A banca testa o conhecimento sobre a validade da arbitragem em contratos empresariais de adesão. O contrato de franquia é tipicamente de adesão, mas a Lei 9.307/1996 (Lei de Arbitragem) admite a cláusula compromissória nesses contratos, desde que haja concordância expressa do aderente em termos específicos. Já o CDC considera nula a cláusula que determina a utilização compulsória de arbitragem (art. 51, VII), mas isso só se aplica a relações de consumo, o que não é o caso da franquia.
Art. 51CDC
Art. 51 — São nulas de pleno direito, entre outras, as cláusulas contratuais relativas ao fornecimento de produtos e serviços que:
VII — determinem a utilização compulsória de arbitragem.
As alternativas que invocam o CDC para invalidar a cláusula partem da premissa equivocada de que a franquia é relação de consumo, quando na verdade é relação entre empresários.
Aspecto
Cláusula compromissória em contrato de franquia (Gabarito: A)

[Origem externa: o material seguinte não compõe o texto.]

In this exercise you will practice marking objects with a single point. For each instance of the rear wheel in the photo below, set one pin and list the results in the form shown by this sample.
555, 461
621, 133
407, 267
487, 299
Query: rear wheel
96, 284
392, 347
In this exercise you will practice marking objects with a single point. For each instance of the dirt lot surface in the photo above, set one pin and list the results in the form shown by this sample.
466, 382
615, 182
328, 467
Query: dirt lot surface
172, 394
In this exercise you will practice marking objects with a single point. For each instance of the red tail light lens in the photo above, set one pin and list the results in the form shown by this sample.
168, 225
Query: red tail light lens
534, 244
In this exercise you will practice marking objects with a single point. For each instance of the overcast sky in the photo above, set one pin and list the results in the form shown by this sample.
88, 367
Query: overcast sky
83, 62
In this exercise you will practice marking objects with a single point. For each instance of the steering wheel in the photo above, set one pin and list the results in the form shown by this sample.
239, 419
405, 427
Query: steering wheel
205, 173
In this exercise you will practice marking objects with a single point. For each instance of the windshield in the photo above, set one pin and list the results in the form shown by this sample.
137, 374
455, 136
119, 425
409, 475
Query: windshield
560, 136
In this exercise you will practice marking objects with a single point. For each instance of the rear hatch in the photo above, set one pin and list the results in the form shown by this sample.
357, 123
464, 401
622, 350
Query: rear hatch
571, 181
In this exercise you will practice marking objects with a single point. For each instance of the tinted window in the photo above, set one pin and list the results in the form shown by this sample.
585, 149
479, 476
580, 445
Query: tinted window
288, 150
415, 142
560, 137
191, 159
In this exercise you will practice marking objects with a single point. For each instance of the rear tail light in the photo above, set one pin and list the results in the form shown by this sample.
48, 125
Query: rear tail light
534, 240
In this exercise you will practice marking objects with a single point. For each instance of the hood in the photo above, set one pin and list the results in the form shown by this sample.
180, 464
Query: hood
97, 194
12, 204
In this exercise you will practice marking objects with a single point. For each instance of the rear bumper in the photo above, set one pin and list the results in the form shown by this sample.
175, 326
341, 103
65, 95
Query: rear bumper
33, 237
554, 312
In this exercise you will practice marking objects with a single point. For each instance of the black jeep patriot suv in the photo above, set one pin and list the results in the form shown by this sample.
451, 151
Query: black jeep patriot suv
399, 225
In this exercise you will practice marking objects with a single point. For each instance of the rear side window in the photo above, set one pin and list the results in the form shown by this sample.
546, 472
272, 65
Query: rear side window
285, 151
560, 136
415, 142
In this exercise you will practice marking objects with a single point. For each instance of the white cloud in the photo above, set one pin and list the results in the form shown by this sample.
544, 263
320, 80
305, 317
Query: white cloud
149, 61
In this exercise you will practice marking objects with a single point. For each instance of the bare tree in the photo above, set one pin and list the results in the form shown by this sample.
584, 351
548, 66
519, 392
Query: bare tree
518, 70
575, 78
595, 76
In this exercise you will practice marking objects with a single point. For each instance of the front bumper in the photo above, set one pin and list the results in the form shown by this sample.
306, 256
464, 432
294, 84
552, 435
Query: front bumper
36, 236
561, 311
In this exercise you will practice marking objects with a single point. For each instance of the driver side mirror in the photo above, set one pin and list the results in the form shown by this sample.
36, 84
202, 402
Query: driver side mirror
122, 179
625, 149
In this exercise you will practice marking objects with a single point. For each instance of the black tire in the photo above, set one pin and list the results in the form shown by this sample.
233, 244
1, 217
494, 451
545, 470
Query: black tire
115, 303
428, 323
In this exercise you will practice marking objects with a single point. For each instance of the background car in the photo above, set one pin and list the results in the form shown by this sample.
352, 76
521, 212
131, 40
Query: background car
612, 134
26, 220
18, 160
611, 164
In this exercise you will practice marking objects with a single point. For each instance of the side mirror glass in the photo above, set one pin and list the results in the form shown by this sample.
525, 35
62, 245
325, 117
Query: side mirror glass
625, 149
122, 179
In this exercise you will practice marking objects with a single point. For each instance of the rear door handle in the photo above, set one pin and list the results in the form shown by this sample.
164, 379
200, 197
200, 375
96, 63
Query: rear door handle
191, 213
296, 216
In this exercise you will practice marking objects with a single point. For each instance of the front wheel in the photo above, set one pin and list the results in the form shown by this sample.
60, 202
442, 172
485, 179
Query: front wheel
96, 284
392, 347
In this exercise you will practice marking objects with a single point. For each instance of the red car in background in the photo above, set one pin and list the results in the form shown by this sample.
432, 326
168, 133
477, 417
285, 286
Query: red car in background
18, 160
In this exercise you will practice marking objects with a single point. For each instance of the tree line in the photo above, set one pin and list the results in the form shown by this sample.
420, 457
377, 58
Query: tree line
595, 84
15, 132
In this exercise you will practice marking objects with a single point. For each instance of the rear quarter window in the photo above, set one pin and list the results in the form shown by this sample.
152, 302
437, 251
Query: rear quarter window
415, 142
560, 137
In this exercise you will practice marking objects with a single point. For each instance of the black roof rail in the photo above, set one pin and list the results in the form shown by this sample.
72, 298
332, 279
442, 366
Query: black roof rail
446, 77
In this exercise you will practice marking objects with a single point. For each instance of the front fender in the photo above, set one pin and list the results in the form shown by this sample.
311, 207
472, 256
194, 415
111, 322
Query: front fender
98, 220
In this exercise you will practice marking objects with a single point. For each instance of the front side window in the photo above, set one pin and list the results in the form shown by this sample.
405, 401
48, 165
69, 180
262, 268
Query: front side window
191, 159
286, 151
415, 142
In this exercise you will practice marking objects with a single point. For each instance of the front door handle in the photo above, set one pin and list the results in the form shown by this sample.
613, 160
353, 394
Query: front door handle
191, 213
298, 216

Alternativas incorretas (B, C, D, E)
Validade
Válida, com requisitos formais específicos
Inválida, por diferentes fundamentos
Fundamento legal
Lei 9.307/1996 (Lei de Arbitragem)
CDC (art. 51, VII) ou argumentos genéricos
Natureza da relação
Empresarial (franqueador × franqueado)
Consumerista (equivocadamente)
Exigência para validade
Concordância expressa por escrito, em documento anexo ou em negrito, com assinatura ou visto específico na cláusula
Afirma que a cláusula compromissória é válida, desde que o franqueado concorde expressamente por escrito em documento anexo ou em negrito, com assinatura específica, aplicando-se a Lei 9.307/1996. É exatamente o que estabelece a Lei de Arbitragem para contratos de adesão: a cláusula compromissória só terá eficácia se o aderente manifestar concordância de forma destacada, assinando ou rubricando especificamente a cláusula. A franquia é contrato empresarial, portanto não incide o CDC. A alternativa está correta.

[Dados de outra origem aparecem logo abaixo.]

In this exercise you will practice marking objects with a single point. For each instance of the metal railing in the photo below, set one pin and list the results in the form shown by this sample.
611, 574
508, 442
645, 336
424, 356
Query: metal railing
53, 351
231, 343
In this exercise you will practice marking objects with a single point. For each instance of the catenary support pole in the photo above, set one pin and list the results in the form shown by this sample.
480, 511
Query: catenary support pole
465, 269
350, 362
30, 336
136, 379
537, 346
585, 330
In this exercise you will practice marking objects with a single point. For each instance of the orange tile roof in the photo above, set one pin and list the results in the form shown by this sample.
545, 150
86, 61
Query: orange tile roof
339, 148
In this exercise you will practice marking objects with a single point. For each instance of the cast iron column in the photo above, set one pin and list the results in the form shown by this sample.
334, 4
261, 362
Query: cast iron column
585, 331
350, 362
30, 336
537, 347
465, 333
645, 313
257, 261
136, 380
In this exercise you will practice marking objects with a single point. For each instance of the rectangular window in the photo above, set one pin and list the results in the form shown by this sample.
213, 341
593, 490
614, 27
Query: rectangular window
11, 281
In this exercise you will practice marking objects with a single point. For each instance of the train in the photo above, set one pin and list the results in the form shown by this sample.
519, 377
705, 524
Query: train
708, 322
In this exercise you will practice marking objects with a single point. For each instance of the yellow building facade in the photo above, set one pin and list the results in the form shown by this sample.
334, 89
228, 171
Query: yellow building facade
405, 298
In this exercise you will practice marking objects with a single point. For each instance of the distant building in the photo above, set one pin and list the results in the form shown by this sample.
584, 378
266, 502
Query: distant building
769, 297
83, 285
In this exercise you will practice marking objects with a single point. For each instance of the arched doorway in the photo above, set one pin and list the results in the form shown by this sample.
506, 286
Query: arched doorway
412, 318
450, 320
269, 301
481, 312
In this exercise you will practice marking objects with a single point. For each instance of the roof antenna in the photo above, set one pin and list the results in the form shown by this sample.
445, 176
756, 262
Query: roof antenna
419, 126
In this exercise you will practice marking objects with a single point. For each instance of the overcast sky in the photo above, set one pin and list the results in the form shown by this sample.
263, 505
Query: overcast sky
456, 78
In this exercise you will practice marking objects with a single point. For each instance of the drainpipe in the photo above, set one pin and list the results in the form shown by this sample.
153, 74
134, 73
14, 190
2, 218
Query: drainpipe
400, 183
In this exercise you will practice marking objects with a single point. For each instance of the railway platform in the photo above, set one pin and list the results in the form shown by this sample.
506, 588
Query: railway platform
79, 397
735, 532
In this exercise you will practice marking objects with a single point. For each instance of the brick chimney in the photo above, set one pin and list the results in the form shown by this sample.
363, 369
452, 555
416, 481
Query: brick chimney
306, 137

Alternativa B — ❌ Incorreta
Afirma que a cláusula é inválida por dificultar o acesso à solução de controvérsias devido ao elevado valor da arbitragem. O argumento é genérico e não constitui causa de invalidade. A lei permite a arbitragem independentemente do valor, desde que as partes concordem. O custo não invalida a cláusula.
Alternativa C — ❌ Incorreta
Sustenta que todo contrato empresarial deve ser paritário e que cláusulas impostas seriam nulas. Embora o contrato de franquia seja de adesão, a ordem jurídica não proíbe cláusulas compromissórias em contratos de adesão empresariais; apenas exige requisitos formais para sua validade. A afirmação de nulidade plena é exagerada e incorreta.
Alternativa D — ❌ Incorreta
Alega invalidade por se tratar de contrato de adesão e por uma das partes ser economicamente mais fraca, invocando o CDC. A franquia é relação entre empresários, não se aplica o CDC. A hipossuficiência econômica, por si só, não atrai o CDC, e a Lei de Arbitragem já prevê proteções ao aderente.
Alternativa E — ❌ Incorreta
Diz que a cláusula é válida desde que haja concordância, mas aplica o CDC à relação. A franquia não é relação de consumo; o CDC não incide. A concordância é necessária, mas o fundamento legal é a Lei de Arbitragem, não o CDC. Portanto, a alternativa erra ao invocar o CDC.
PEGA ESSA DICA!
Em questões sobre franquia, lembre-se de que a lei aplicável é a Lei 13.966/2019 (Lei de Franquia) e, para arbitragem, a Lei 9.307/1996. O CDC só incide se o franqueado for consumidor final, o que é exceção. Desconfie de alternativas que tratam a franquia como relação de consumo.